Prima di ripartire per il suo giro di consegne, la vecchiarda aveva preteso un caffè del quale ancora
vi era traccia nella tazzina sul tavolo della cucina, poi come era arrivata era ripartita, maldestra e
scontrosa, facendo un gran baccano.
Col passare degli anni anni avevo intuito che era quel romantico di mio padre ad organizzare quella
farsa, ma mi è sempre piaciuto continuare a credere all’arrivo della vecchietta scorbutica e poco
rispettosa del mio riposo, era la fiaba che ogni anno entrava nella realtà, un bel sogno che si
ripeteva.
Caro Babbo Natale, come vedi ho alle spalle delle esperienze e delle ragioni che spero possano
giustificare questa mia minor affezione per te, rispetto a quella per la signora Epifania e ti chiedo
scusa se solo ora comincio a rivalutare la tua imponente ma importante figura.

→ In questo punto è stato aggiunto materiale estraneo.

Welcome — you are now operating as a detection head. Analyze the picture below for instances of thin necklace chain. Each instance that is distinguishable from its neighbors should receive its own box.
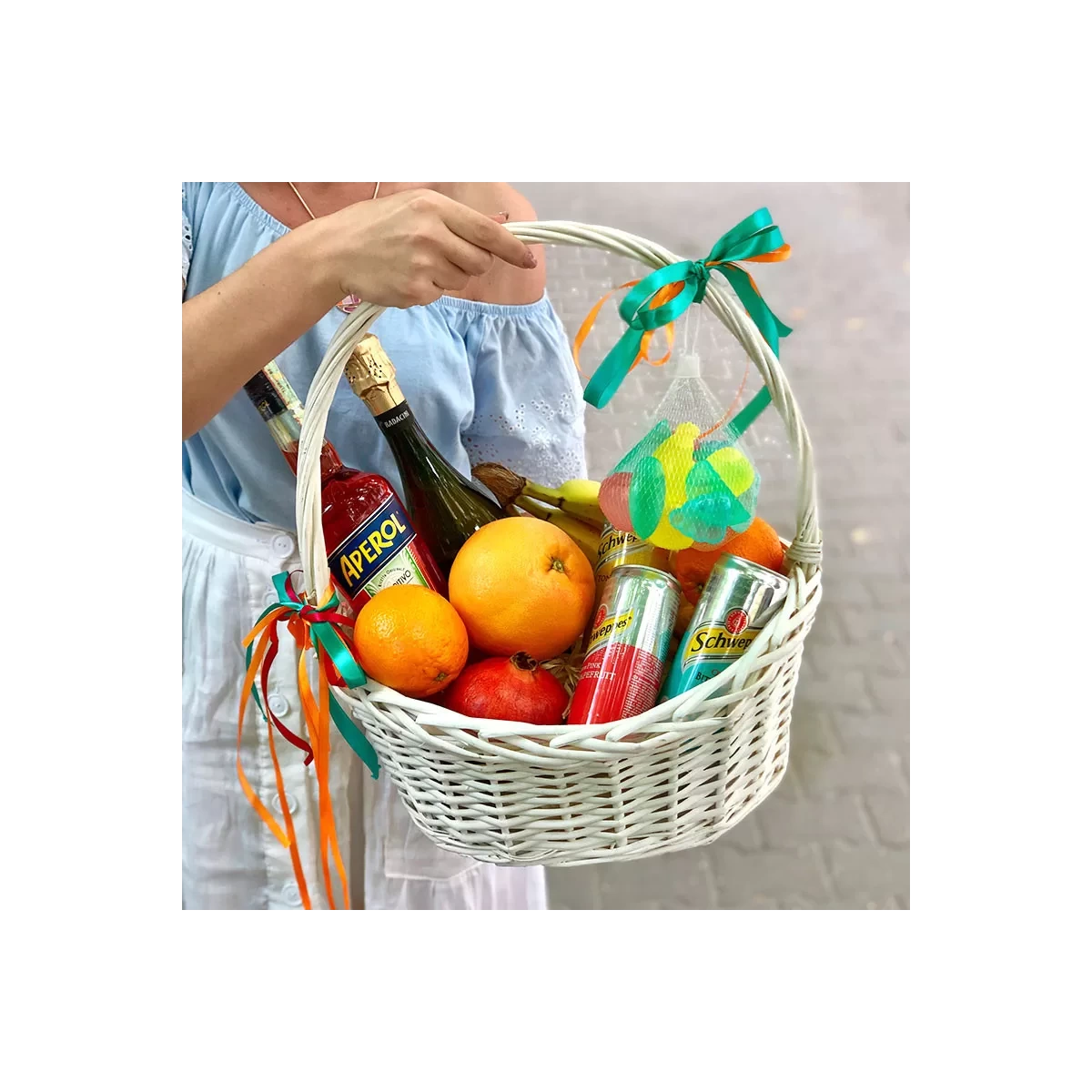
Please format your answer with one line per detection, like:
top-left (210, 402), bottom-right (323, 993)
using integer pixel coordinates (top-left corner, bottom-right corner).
top-left (288, 182), bottom-right (383, 219)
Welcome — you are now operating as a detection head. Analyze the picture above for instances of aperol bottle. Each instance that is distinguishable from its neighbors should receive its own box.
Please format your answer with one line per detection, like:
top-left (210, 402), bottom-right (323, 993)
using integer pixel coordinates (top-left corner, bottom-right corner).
top-left (345, 334), bottom-right (504, 575)
top-left (245, 364), bottom-right (447, 611)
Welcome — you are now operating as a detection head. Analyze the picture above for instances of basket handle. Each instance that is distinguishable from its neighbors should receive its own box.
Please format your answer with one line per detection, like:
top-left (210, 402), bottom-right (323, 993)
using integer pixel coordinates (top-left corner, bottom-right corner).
top-left (296, 220), bottom-right (823, 599)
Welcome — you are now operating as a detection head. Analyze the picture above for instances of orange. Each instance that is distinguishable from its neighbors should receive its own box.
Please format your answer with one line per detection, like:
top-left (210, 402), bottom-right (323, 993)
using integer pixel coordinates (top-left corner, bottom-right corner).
top-left (353, 584), bottom-right (470, 698)
top-left (448, 517), bottom-right (595, 662)
top-left (672, 517), bottom-right (785, 602)
top-left (672, 600), bottom-right (694, 641)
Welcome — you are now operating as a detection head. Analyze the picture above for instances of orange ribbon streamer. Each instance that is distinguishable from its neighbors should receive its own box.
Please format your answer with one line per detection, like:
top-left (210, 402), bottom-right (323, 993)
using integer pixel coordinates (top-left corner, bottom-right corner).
top-left (241, 590), bottom-right (350, 910)
top-left (572, 280), bottom-right (682, 375)
top-left (235, 608), bottom-right (311, 910)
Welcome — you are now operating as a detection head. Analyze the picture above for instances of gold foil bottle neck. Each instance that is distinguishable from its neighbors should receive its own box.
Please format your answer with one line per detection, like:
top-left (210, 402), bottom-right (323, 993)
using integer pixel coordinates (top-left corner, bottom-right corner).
top-left (345, 334), bottom-right (405, 414)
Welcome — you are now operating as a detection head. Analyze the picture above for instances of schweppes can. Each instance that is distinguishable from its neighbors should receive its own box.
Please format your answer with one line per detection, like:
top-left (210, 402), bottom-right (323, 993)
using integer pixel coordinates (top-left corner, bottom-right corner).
top-left (569, 564), bottom-right (682, 724)
top-left (662, 553), bottom-right (788, 700)
top-left (584, 523), bottom-right (667, 648)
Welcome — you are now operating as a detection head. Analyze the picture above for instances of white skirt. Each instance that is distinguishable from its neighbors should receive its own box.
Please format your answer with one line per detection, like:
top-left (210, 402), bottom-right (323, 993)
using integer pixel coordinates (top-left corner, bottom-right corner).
top-left (182, 490), bottom-right (547, 910)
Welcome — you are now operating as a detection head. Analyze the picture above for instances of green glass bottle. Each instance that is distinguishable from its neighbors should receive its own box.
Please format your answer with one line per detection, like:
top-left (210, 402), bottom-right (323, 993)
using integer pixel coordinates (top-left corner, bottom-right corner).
top-left (345, 334), bottom-right (504, 577)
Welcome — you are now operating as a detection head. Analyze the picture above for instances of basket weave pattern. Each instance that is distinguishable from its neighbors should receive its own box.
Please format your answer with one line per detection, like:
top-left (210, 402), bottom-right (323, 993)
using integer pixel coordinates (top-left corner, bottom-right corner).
top-left (296, 222), bottom-right (821, 864)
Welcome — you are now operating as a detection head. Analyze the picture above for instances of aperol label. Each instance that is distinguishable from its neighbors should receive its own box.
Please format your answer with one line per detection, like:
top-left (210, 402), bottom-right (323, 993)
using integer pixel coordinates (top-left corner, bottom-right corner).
top-left (329, 497), bottom-right (430, 600)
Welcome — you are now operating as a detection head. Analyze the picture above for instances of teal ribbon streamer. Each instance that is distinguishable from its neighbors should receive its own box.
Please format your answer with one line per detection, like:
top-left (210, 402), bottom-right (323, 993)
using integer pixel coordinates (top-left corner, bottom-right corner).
top-left (247, 572), bottom-right (379, 777)
top-left (584, 208), bottom-right (792, 416)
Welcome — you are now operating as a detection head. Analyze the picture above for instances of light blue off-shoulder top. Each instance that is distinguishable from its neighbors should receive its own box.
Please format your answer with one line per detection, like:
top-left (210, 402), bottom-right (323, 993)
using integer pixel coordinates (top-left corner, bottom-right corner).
top-left (182, 182), bottom-right (586, 528)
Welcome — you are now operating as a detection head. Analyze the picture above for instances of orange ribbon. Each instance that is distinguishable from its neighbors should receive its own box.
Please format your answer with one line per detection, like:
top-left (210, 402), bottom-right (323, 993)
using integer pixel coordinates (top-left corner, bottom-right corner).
top-left (572, 280), bottom-right (682, 375)
top-left (235, 589), bottom-right (350, 910)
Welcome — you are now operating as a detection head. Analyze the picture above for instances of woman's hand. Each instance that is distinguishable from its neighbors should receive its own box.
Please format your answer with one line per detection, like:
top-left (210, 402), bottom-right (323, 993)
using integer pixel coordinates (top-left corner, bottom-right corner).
top-left (312, 190), bottom-right (537, 307)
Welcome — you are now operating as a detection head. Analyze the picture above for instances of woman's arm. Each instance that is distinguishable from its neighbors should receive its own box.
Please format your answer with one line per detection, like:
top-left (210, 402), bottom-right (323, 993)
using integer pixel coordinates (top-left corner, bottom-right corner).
top-left (182, 190), bottom-right (536, 439)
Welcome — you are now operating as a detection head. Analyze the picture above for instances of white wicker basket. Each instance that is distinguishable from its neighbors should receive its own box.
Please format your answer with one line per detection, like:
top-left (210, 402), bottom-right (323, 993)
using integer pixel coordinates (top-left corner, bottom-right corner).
top-left (296, 220), bottom-right (821, 864)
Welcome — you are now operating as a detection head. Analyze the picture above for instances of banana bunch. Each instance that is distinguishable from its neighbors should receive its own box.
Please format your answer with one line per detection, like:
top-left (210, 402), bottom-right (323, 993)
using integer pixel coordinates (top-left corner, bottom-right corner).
top-left (470, 463), bottom-right (606, 568)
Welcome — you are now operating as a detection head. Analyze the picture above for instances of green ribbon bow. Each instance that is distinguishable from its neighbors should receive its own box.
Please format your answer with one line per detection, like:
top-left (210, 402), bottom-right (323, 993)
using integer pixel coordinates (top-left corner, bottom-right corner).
top-left (247, 572), bottom-right (379, 777)
top-left (584, 208), bottom-right (792, 416)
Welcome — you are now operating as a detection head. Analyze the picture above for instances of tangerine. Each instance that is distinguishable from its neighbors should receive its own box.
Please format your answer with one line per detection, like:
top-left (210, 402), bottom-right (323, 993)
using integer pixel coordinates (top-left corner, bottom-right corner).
top-left (448, 517), bottom-right (595, 662)
top-left (353, 584), bottom-right (470, 698)
top-left (672, 517), bottom-right (785, 602)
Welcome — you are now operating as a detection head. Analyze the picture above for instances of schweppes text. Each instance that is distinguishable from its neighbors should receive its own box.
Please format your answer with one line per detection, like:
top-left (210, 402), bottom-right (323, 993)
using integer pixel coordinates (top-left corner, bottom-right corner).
top-left (682, 626), bottom-right (759, 668)
top-left (588, 611), bottom-right (633, 649)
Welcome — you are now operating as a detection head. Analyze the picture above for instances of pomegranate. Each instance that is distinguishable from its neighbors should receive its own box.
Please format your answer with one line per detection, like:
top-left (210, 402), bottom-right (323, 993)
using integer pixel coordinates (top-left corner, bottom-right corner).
top-left (443, 652), bottom-right (569, 724)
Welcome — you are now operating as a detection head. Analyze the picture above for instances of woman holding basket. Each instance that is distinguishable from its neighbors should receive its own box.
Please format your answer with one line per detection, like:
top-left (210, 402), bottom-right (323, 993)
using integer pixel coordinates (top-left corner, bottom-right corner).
top-left (182, 182), bottom-right (586, 910)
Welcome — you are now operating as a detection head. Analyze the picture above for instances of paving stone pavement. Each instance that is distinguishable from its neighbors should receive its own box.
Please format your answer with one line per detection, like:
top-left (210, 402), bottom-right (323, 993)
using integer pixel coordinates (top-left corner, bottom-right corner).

Ti posso assicurare che il tempo, il succedersi dei Natali nella mia vita, prima da figlio, poi da
genitore, mi ha insegnato a voler bene alla tua rassicurante e bonaria presenza, a cercare di
conoscerti meglio e stimarti di più, e poi sai com’è . . .bè, tra uomini ci si capisce.
Spero tanto che tu non me ne voglia se continuo a riservare le mie attenzioni, prima alla cara
vecchietta e poi a te, ma credo che, oltre ad essere un grande vecchio, tu sia un gran signore, che
può capire e condividere con me un po’ di galanteria verso la simpatica matura signora.
Con grande affetto ti saluto ricordandoti, come faccio sempre con la dolce cara Befana, di prestare
attenzione nel tuo viaggio notturno della notte di Natale.
Questo nostro mondo, man mano che passano gli anni, diventa sempre più confuso e pericoloso e
non vorrei che ti succedesse qualche cosa che possa, anche solo minimamente, intaccare la
sicurezza dei bambini sulla tua costante presenza nelle loro notti di Natale.
Con, anche se tardivo, grande affetto, il tuo affezionato Bastiano.